Ooh, this seems interesting.  This would ensure that S_DAX transitions
couldn't ever race with I/Os or mmaps().  I had some other ideas for how to
handle this, but I think your idea is more promising. :)

I guess with this solution we'd need:

a) A good way of letting the user detect the state where they had set the DAX
inode flag, but that it wasn't yet in use by the inode.

b) A reliable way of flushing the inode from the filesystem cache, so that the
next time an open() happens they get the new behavior.  The way I usually do
this is via umount/remount, but there is probably already a way to do this?

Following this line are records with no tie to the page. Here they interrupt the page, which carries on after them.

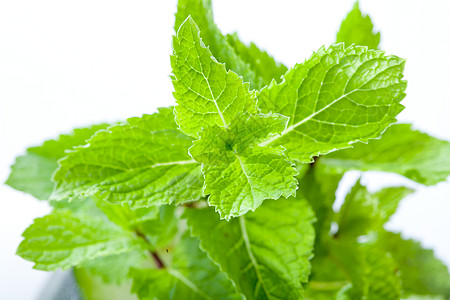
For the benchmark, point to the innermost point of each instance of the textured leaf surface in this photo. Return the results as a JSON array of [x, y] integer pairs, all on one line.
[[358, 29], [266, 252], [144, 162], [191, 275], [206, 93], [219, 147], [338, 97], [114, 269], [63, 240], [408, 152], [32, 172], [370, 270], [421, 272], [243, 184], [201, 12], [319, 188], [363, 211], [239, 178], [264, 66]]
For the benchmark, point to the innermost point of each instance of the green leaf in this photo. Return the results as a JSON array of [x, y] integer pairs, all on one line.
[[319, 188], [218, 147], [265, 67], [358, 29], [238, 177], [243, 185], [31, 173], [143, 162], [114, 269], [206, 93], [191, 275], [63, 240], [372, 272], [201, 12], [363, 211], [93, 288], [161, 231], [266, 253], [382, 274], [336, 98], [421, 272], [408, 152], [359, 213]]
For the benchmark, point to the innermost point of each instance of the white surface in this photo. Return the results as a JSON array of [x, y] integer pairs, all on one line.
[[65, 64]]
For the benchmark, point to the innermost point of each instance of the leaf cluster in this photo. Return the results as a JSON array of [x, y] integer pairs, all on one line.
[[181, 204]]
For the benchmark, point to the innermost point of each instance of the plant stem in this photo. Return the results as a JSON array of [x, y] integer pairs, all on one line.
[[158, 262]]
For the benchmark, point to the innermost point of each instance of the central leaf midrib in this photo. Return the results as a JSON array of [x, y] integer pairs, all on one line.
[[207, 81], [293, 126]]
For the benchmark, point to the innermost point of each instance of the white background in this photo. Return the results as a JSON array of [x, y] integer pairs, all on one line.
[[65, 64]]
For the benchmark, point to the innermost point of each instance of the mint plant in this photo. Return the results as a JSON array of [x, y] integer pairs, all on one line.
[[181, 203]]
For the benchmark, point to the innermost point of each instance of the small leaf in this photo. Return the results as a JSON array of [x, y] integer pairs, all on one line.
[[266, 253], [408, 152], [205, 92], [358, 29], [238, 177], [143, 162], [63, 240], [201, 13], [114, 269], [421, 272], [363, 211], [31, 173]]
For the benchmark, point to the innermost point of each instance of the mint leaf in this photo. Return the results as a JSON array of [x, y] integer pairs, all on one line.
[[421, 272], [63, 240], [408, 152], [93, 287], [143, 162], [238, 177], [338, 97], [319, 188], [363, 211], [217, 146], [389, 199], [114, 269], [31, 173], [357, 29], [264, 66], [270, 248], [191, 275], [201, 12], [382, 274], [370, 270], [243, 184], [206, 93]]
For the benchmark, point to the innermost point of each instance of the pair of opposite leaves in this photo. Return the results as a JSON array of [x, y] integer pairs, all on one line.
[[247, 141]]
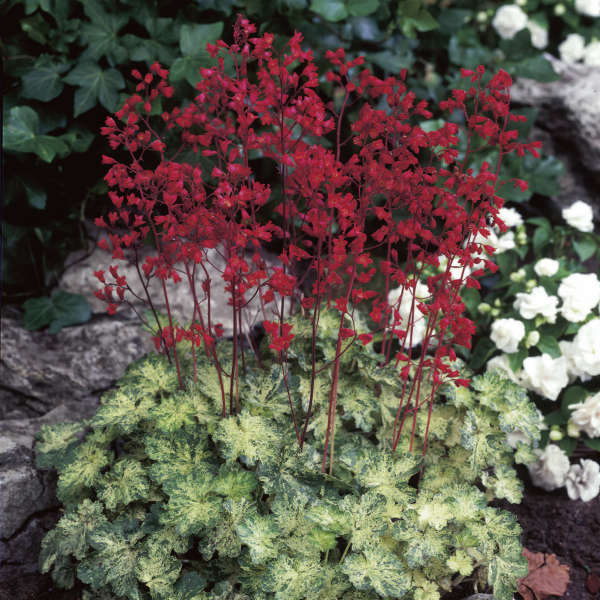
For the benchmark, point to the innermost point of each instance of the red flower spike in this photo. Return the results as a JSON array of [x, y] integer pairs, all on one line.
[[191, 214]]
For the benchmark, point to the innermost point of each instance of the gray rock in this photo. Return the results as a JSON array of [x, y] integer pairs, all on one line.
[[39, 371], [79, 279], [569, 119], [48, 379]]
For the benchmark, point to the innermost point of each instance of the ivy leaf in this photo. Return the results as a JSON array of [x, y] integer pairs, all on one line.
[[36, 195], [95, 84], [22, 134], [411, 15], [39, 312], [43, 81], [101, 34], [70, 309], [193, 38], [330, 10], [60, 310]]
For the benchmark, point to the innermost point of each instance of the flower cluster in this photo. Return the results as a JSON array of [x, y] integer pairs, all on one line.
[[360, 188]]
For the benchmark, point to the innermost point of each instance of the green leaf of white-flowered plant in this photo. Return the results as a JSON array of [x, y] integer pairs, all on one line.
[[378, 569]]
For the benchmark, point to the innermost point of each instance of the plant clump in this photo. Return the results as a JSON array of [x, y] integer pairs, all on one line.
[[166, 500]]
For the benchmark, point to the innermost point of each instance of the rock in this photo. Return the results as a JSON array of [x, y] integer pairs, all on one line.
[[570, 116], [79, 279], [39, 371], [47, 379]]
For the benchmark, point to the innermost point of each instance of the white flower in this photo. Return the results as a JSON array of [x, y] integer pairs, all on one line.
[[571, 50], [539, 35], [591, 55], [537, 302], [545, 375], [508, 20], [501, 365], [421, 293], [546, 267], [456, 269], [583, 480], [533, 337], [511, 217], [589, 8], [587, 415], [580, 216], [580, 292], [568, 351], [507, 333], [550, 470], [586, 347], [505, 242]]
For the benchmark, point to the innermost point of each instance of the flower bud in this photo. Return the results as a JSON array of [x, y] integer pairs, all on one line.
[[556, 434], [517, 275], [572, 429], [532, 339]]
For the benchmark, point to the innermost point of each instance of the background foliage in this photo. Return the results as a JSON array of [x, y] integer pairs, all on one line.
[[67, 64]]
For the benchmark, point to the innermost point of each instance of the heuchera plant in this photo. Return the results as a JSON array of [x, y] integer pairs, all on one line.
[[357, 179], [165, 500]]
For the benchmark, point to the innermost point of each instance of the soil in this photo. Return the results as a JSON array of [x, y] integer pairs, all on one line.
[[554, 524], [551, 523]]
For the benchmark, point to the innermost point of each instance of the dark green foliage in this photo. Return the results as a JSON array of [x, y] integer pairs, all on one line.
[[163, 501], [60, 310]]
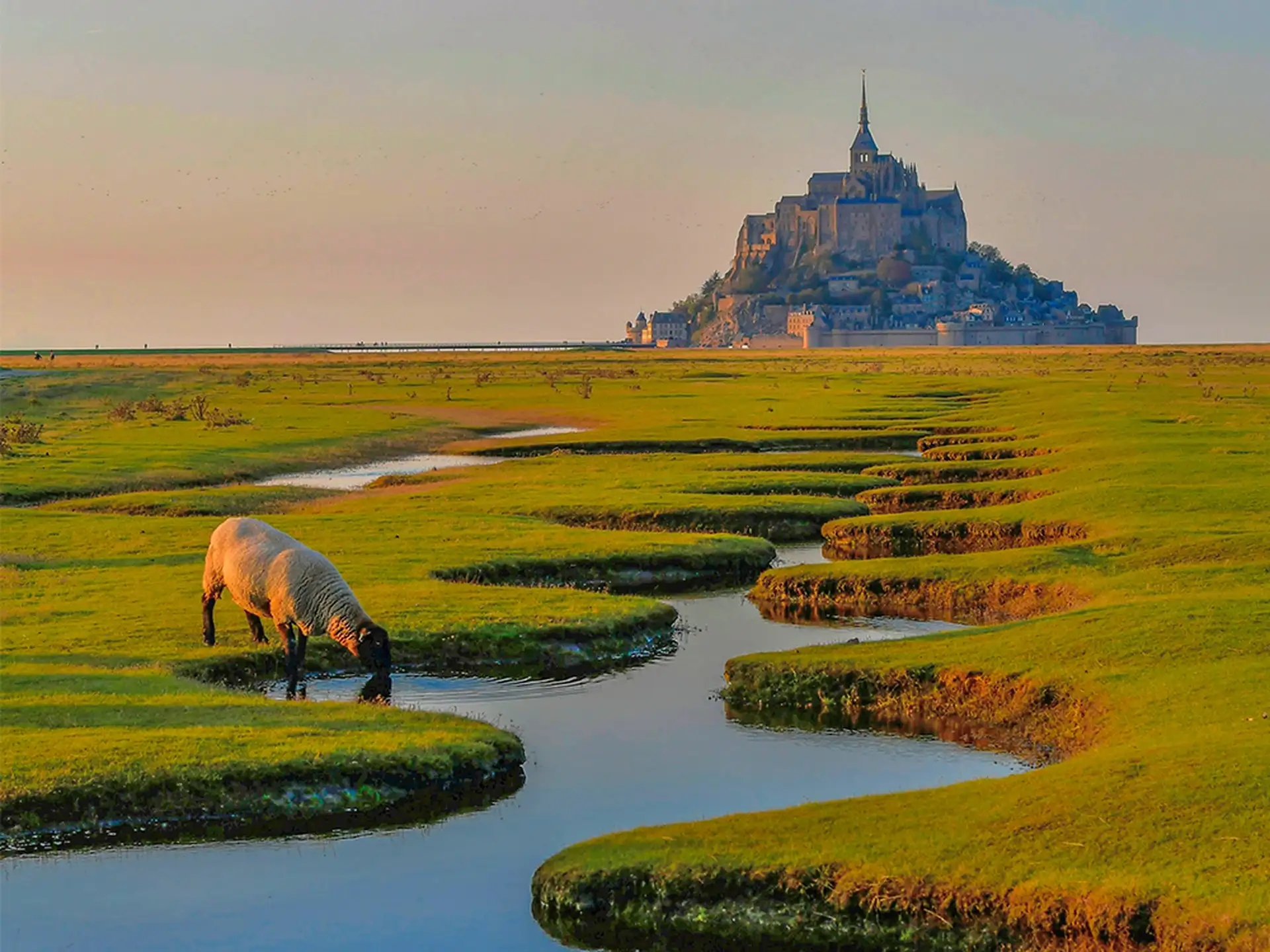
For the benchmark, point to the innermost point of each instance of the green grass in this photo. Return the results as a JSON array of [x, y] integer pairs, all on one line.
[[1164, 796], [1164, 800]]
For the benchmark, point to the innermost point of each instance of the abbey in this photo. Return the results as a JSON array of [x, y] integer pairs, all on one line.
[[859, 215]]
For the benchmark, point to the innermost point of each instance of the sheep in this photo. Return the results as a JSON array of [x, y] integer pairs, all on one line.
[[271, 575]]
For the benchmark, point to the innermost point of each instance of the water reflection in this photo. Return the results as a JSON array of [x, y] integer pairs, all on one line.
[[646, 746]]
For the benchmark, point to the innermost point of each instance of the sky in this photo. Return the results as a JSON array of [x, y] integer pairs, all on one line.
[[286, 172]]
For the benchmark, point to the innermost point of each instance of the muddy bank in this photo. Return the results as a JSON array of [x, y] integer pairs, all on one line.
[[869, 441], [886, 539], [843, 908], [287, 799], [622, 574], [921, 474], [775, 522], [963, 438], [980, 451], [1038, 723], [800, 594], [887, 500]]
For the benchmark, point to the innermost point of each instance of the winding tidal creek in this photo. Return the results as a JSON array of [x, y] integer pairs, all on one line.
[[349, 477], [648, 746]]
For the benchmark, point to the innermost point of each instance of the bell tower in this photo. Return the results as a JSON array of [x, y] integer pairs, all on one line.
[[864, 150]]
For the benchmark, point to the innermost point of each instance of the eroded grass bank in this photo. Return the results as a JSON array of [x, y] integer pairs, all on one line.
[[1123, 653], [1151, 832]]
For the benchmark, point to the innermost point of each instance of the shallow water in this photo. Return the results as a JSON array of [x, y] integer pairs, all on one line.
[[646, 746], [357, 476]]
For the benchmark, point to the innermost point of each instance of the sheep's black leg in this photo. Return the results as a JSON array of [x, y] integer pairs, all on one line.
[[292, 651], [302, 644], [253, 622], [208, 621]]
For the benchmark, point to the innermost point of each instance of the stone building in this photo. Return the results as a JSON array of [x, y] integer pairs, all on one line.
[[663, 329], [859, 215]]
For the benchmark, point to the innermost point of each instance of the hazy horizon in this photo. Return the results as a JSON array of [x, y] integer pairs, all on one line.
[[282, 173]]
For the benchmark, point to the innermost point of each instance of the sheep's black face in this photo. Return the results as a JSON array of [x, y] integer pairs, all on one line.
[[372, 648]]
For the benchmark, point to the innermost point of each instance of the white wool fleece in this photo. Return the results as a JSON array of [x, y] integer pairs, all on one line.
[[270, 574]]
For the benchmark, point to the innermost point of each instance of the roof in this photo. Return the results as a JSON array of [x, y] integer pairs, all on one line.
[[864, 141]]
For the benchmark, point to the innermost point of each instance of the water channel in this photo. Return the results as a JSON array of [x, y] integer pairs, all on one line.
[[647, 746], [349, 477]]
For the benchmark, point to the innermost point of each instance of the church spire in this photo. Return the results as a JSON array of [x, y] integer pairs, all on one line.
[[864, 150], [864, 104]]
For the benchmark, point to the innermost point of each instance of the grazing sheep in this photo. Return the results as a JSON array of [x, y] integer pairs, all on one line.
[[271, 575]]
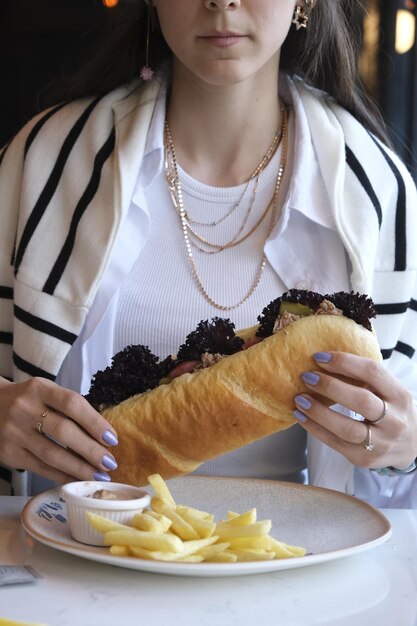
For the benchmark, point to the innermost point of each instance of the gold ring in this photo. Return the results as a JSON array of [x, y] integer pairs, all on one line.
[[368, 445]]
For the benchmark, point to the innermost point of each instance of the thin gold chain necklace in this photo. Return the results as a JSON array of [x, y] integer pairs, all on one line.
[[172, 166], [175, 188]]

> My assumption here is that it is possible to fall back to always using
> page cache for such inodes, and flush the data to pmem via the block
> interface for inodes that don't have S_DAX set?

Correct.

> That would allow the vast majority of cases to work out of the box, or in
> a few rare cases where the DAX feature is being changed (e.g. inline data
> inode on disk growing to external disk blocks) would use the page cache
> until such a time that the inode is dropped from cache and reloaded (at
> worst the next remount).

Ah, yep, this has the potential to solve those cases as well.  Seems
promising, to me at least. :)
Dave Chinner Sept. 7, 2017, 10:12 p.m. UTC | #7
On Thu, Sep 07, 2017 at 03:51:48PM -0600, Ross Zwisler wrote:
> On Thu, Sep 07, 2017 at 03:26:10PM -0600, Andreas Dilger wrote:
> > However, I wonder if this could
> > be prevented at runtime, and only allow S_DAX to be set when the inode is
> > first instantiated, and wouldn't be allowed to change after that?  Setting
> > or clearing the per-inode DAX flag might still be allowed, but it wouldn't
> > be enabled until the inode is next fetched into cache?  Similarly, for
> > inodes that have conflicting features (e.g. inline data or encryption)
> > would not be allowed to enable S_DAX.
> 
> Ooh, this seems interesting.  This would ensure that S_DAX transitions
> couldn't ever race with I/Os or mmaps().  I had some other ideas for how to
> handle this, but I think your idea is more promising. :)

IMO, that's an awful admin interface - it can't be done on demand
(i.e. when needed) because we can't force an inode to be evicted
from the cache. And then we have the "why the hell did that just
change" problem if an inode is evicted due to memory pressure and
then immediately reinstantiated by the running workload. That's a
recipe for driving admins insane...

> I guess with this solution we'd need:
> 
> a) A good way of letting the user detect the state where they had set the DAX
> inode flag, but that it wasn't yet in use by the inode.
> 
> b) A reliable way of flushing the inode from the filesystem cache, so that the
> next time an open() happens they get the new behavior.  The way I usually do
> this is via umount/remount, but there is probably already a way to do this?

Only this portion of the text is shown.